Primary teachers needed to cope with immigrant pupils now and 500,000 English-born in future. By Irena Barker and Jonathan Milne
Extra primary staff are being urgently recruited because of Eastern European immigration and rising birth rates. And university admissions officers have accused ministers of short-termism for cutting secondary training when the rise in population will affect the sector.
Jim Knight, schools minister, will review funding for teacher training next year in order to increase recruitment. He has already provided extra cash for schools with an influx of immigrant pupils, but ministers have not previously admitted the more pressing problem of the lack of teachers.
Projections from the Office for National Statistics show rising birth rates will mean an increase of half a million more English-born children in primary schools by 2015. But secondary trainee places are being cut by more than 1,200 per year over the next three years.
Now, ministers are having to increase primary training places by 600 a year. But as they make cuts to secondary training numbers, they know the new baby boom will hit secondaries in a few years’ time.
To complicate matters further, previously falling rolls have been blamed for closure of small, rural primary schools: 219 with fewer than 100 pupils have shut since 1997. Protests have prompted Mr Knight to write to local authorities this week saying they must keep successful village schools open as a “top priority”. Population figures show councils may be forced to reopen them when the next baby boom hits schools.
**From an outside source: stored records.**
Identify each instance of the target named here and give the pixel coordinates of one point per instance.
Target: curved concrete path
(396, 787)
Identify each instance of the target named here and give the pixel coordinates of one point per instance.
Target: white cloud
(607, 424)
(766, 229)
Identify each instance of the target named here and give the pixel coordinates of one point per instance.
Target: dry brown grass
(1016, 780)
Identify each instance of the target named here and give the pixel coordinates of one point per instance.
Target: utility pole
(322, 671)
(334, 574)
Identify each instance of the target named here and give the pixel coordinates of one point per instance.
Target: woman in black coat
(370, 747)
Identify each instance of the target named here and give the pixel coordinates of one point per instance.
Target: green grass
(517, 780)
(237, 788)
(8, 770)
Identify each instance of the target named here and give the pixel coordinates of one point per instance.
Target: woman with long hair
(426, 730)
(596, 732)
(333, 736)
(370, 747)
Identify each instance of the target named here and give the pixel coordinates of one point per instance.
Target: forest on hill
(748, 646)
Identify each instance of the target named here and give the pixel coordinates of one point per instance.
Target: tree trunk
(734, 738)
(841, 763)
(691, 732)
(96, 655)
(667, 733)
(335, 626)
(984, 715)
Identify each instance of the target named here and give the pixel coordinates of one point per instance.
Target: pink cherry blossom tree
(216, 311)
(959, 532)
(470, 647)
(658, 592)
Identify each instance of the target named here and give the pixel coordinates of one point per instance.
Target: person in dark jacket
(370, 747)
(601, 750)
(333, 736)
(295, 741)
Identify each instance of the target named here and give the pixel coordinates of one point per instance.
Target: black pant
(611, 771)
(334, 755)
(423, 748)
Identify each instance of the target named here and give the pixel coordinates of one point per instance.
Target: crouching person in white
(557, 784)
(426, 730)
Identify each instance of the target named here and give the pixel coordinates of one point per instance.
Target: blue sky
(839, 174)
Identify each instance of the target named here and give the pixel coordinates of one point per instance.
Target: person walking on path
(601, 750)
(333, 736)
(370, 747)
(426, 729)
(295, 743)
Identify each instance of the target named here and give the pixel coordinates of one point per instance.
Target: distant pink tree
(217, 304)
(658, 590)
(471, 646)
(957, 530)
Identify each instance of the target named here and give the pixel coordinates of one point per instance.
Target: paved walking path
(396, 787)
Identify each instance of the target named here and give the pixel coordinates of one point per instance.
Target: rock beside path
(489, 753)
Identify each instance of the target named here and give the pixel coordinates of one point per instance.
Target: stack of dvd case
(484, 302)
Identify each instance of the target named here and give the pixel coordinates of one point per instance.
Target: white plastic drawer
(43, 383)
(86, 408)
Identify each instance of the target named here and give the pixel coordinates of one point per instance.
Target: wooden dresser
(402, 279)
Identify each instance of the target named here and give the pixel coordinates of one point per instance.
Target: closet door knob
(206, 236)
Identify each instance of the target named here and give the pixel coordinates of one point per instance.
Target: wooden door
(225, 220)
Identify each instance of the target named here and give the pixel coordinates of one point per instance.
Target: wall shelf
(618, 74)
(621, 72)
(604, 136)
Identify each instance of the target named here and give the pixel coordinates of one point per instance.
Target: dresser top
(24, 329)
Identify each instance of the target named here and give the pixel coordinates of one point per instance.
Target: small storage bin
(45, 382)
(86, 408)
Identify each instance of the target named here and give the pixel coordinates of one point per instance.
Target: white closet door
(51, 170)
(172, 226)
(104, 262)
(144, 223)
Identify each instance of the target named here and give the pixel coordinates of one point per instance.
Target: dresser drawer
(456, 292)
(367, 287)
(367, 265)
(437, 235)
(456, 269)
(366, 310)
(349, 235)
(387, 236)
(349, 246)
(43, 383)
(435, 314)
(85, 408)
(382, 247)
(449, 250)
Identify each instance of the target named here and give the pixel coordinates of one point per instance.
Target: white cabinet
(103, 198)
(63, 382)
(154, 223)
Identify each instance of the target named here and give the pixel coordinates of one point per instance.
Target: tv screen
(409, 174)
The Government cannot predict how many immigrant children will arrive in the coming years. It has underestimated immigrant numbers every year since Poland and seven other countries joined the European Union in 2004.
The Department for Children, Schools and Families, lacking confidence in official projections, will reassess pupil numbers in autumn 2009. “This three-year recruitment period will be affected by significant demographic changes,” Mr Knight said in a letter to the Training and Development Agency for Schools (TDA).